La France, au bord de la récession, s'enfonce dans le chômage

Publié le par Adriana EVANGELIZT






La France, au bord de la récession, s'enfonce dans le chômage


La France, au bord de la récession, s'enfonce dans le chômage avec une augmentation record en novembre de 64.000 demandeurs d'emploi, le gouvernement invoquant la crise mondiale tandis que l'opposition socialiste critique un plan de relance insuffisant.


Après sept mois de progression, le nombre de chômeurs a brusquement augmenté en novembre de 3,2%, du jamais vu depuis mars 1993, soit une hausse de 8,5% sur un an.

Le chômage, redevenu la principale préoccupation des Français devant le pouvoir d'achat, a passé le cap des 2 millions en octobre et touche désormais plus de 7,3% de la population active et 2.068.500 personnes. Il n'atteint toutefois pas les 12% connus lors de la crise de 1993-1994.

Les contrats temporaires sont les plus touchés ainsi que les jeunes, marquant un net ralentissement de l'activité.

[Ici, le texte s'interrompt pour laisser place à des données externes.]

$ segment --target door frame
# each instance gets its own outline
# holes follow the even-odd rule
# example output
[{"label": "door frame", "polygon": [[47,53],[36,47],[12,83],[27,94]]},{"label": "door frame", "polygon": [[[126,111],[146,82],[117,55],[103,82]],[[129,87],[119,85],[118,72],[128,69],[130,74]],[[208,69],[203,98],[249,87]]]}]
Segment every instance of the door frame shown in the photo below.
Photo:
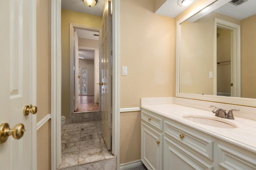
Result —
[{"label": "door frame", "polygon": [[241,97],[240,26],[223,20],[214,18],[214,95],[217,95],[217,27],[231,31],[231,97]]},{"label": "door frame", "polygon": [[[99,32],[99,34],[100,34],[100,32]],[[99,40],[99,45],[100,44],[100,40]],[[99,72],[97,73],[97,67],[96,66],[97,65],[96,64],[97,63],[98,63],[98,62],[100,61],[100,56],[99,56],[99,51],[100,51],[100,47],[99,47],[99,49],[98,50],[97,50],[97,49],[96,48],[94,48],[94,47],[84,47],[84,46],[78,46],[78,49],[84,49],[84,50],[93,50],[94,52],[94,103],[97,103],[97,102],[99,102],[99,100],[98,100],[98,101],[97,101],[96,100],[96,88],[97,88],[97,87],[99,87],[99,81],[97,81],[97,78],[96,78],[96,76],[97,76],[97,74],[98,74],[98,76],[99,76],[99,78],[100,78],[100,76],[99,76]],[[101,69],[101,68],[100,67],[100,64],[99,64],[99,65],[98,66],[98,67],[99,68],[99,71],[100,70],[100,69]],[[97,85],[98,84],[98,85]]]},{"label": "door frame", "polygon": [[[101,30],[100,28],[97,27],[90,27],[90,26],[84,25],[82,25],[74,23],[69,23],[69,51],[70,51],[70,122],[72,122],[72,113],[74,111],[74,98],[72,96],[74,96],[74,84],[73,80],[74,80],[74,76],[73,74],[74,69],[74,31],[76,28],[79,28],[80,29],[87,29],[88,30],[93,31],[95,31],[100,32]],[[99,35],[100,36],[100,35]],[[79,46],[78,45],[78,49],[79,49]],[[95,61],[95,52],[94,51],[94,61]],[[95,64],[94,64],[95,65]],[[95,70],[95,67],[94,67]],[[95,70],[94,70],[94,77],[95,75]],[[94,82],[95,81],[94,80]],[[95,88],[94,88],[95,89]]]},{"label": "door frame", "polygon": [[[120,2],[113,2],[113,91],[112,152],[120,166]],[[61,163],[61,0],[51,0],[51,168]]]}]

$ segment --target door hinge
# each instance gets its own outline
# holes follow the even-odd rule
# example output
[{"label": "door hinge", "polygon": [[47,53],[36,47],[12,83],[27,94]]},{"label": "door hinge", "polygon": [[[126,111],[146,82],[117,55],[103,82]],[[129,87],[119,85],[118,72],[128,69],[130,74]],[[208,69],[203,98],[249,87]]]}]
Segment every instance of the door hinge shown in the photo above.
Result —
[{"label": "door hinge", "polygon": [[113,69],[110,68],[108,70],[108,75],[110,76],[113,76]]},{"label": "door hinge", "polygon": [[112,130],[112,123],[110,123],[108,125],[108,129],[111,131]]},{"label": "door hinge", "polygon": [[112,21],[112,14],[108,14],[108,20]]}]

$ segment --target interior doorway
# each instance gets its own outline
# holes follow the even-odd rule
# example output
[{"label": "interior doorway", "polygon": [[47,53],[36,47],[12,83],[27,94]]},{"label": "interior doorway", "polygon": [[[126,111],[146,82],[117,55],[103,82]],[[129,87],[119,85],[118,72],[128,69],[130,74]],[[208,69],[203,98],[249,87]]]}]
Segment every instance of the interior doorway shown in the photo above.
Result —
[{"label": "interior doorway", "polygon": [[[100,30],[100,28],[70,24],[71,123],[73,122],[73,113],[100,110],[99,108],[100,102],[99,99]],[[78,52],[76,57],[75,33],[77,34],[78,39]],[[76,60],[78,60],[77,64]],[[89,102],[86,98],[90,98]],[[92,98],[93,101],[92,101]],[[76,102],[77,103],[76,105]]]},{"label": "interior doorway", "polygon": [[[241,97],[240,32],[240,25],[214,18],[215,95]],[[227,45],[224,48],[224,45],[218,43],[220,41],[218,39],[222,38],[227,41],[225,45]],[[220,55],[225,56],[220,57]],[[221,77],[218,77],[218,75]],[[226,85],[221,86],[224,84]]]}]

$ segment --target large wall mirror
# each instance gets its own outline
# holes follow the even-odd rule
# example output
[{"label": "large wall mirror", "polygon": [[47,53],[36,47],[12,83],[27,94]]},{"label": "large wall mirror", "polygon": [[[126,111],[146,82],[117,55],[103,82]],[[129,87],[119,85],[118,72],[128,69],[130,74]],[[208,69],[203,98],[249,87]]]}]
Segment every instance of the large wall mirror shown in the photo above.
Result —
[{"label": "large wall mirror", "polygon": [[177,21],[177,97],[256,106],[256,1],[230,1]]}]

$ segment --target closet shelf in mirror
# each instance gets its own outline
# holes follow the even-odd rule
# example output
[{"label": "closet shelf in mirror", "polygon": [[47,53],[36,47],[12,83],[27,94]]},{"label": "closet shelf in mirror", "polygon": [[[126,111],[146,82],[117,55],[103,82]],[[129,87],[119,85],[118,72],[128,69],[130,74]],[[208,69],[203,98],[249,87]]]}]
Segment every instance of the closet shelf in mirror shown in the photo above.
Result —
[{"label": "closet shelf in mirror", "polygon": [[226,62],[230,62],[231,61],[222,61],[221,62],[217,62],[217,64],[219,64],[220,63],[226,63]]}]

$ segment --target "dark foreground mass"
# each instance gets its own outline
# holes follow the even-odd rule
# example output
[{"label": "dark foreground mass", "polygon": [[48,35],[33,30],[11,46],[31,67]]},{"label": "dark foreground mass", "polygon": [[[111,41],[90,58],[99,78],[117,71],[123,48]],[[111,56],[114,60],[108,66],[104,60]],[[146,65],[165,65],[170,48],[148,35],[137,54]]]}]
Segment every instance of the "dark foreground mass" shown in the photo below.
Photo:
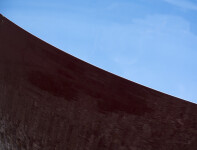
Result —
[{"label": "dark foreground mass", "polygon": [[0,16],[0,150],[196,149],[196,104],[96,68]]}]

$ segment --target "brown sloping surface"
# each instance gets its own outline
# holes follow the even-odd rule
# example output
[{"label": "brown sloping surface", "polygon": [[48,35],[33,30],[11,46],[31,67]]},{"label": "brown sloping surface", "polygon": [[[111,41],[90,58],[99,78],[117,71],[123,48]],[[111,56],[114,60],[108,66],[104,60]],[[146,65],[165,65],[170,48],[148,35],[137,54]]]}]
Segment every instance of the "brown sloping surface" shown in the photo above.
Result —
[{"label": "brown sloping surface", "polygon": [[92,66],[0,16],[0,149],[196,150],[197,105]]}]

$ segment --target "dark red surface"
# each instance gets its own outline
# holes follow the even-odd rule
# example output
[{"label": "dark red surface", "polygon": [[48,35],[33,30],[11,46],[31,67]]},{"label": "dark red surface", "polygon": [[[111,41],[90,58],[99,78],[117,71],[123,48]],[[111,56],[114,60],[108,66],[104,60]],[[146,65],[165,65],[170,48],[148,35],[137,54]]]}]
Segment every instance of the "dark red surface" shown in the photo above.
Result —
[{"label": "dark red surface", "polygon": [[0,16],[0,149],[196,150],[197,105],[92,66]]}]

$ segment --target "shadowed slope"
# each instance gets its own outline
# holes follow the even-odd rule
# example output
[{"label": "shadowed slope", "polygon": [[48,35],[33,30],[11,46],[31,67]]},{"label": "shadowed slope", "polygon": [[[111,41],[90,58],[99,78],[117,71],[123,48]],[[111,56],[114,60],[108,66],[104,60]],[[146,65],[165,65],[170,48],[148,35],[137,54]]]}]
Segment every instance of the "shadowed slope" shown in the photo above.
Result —
[{"label": "shadowed slope", "polygon": [[197,106],[83,62],[0,17],[0,148],[194,150]]}]

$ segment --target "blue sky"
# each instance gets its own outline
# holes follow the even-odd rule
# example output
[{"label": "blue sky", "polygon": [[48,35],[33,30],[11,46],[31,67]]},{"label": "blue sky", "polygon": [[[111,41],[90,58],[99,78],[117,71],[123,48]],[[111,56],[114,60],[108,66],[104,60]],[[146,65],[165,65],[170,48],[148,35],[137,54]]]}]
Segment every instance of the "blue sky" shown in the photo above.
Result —
[{"label": "blue sky", "polygon": [[86,62],[197,103],[197,0],[1,0],[0,13]]}]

"Par rapport à la récession précédente de 1993-1994, la flexibilité du marché du travail a beaucoup progressé, et les ajustements sont beaucoup plus rapides et brutaux", explique Jacques Freyssinet, professeur d'économie à l'université de Paris-Sorbonne.

Dans un contexte de crise mondiale et de l'annonce de suppressions d'emplois en série dans plusieurs secteurs clés (automobile, bâtiment et même le luxe), le gouvernement ne table pas sur une amélioration rapide. D'autant que, selon les prévisions officielles, la France devrait entrer en récession en 2009.

La ministre de l'Economie Christine Lagarde a reconnu s'attendre "à voir les effets des vagues de départs annoncées lors des trois-quatre derniers mois dans le premier trimestre 2009".

Le gouvernement parie toutefois sur le succès du plan de relance de quelque 26 milliards d'euros annoncé début décembre, "axé sur le soutien à l'investissement et à la trésorerie des entreprises" plus que sur une relance par la consommation qui, selon le gouvernement, profiterait surtout aux importations.


Le président Nicolas Sarkozy devait de nouveau évoquer l'emploi lors de ses voeux aux Français mercredi soir et réaffirmer sa "détermination à poursuivre les réformes".


Pour la première fois, le nombre de chômeurs est supérieur à ce qu'il était lorsque Nicolas Sarkozy a été élu en mai 2007 (2.011.300 en avril 2007). Le gouvernement s'était alors fixé pour objectif de ramener le taux de chômage à 5% en 2012.


Pour Raymond Torres, du Bureau international du Travail, "les taux d'emploi et de chômage restent moins bons en France que dans la plupart des pays industrialisés malgré des améliorations ces dernières années".


L'opposition socialiste a réclamé un nouveau plan de soutien à l'économie "de toute urgence", prônant notamment une hausse du salaire minimum, une baisse des taxes sur les produits de première nécessité ou encore une augmentation sensible des aides sociales et des retraites.


"La gravité exceptionnelle de la crise économique attestée par ces nouveaux chiffres contraste avec l'extraordinaire faiblesse du plan de relance de la France", a déclaré la chef du Parti socialiste Martine Aubry, ancienne ministre du Travail.


L'opposition affirme qu'une moitié des 26 milliards d'euros engagés dans ce plan ne constituent pas des dépenses nouvelles, mais des remboursements fiscaux anticipés en faveur des entreprises. La CGT, premier syndicat de France, a réclamé la mise en place d'un droit de veto suspensif des salariés sur les plans de licenciements.


L'Organisation pour la coopération et le développement économiques (OCDE) prévoit "20 à 25 millions" de chômeurs en plus dans le monde d'ici 2010 à cause de la crise, dont 8 à 10 millions dans ses pays membres.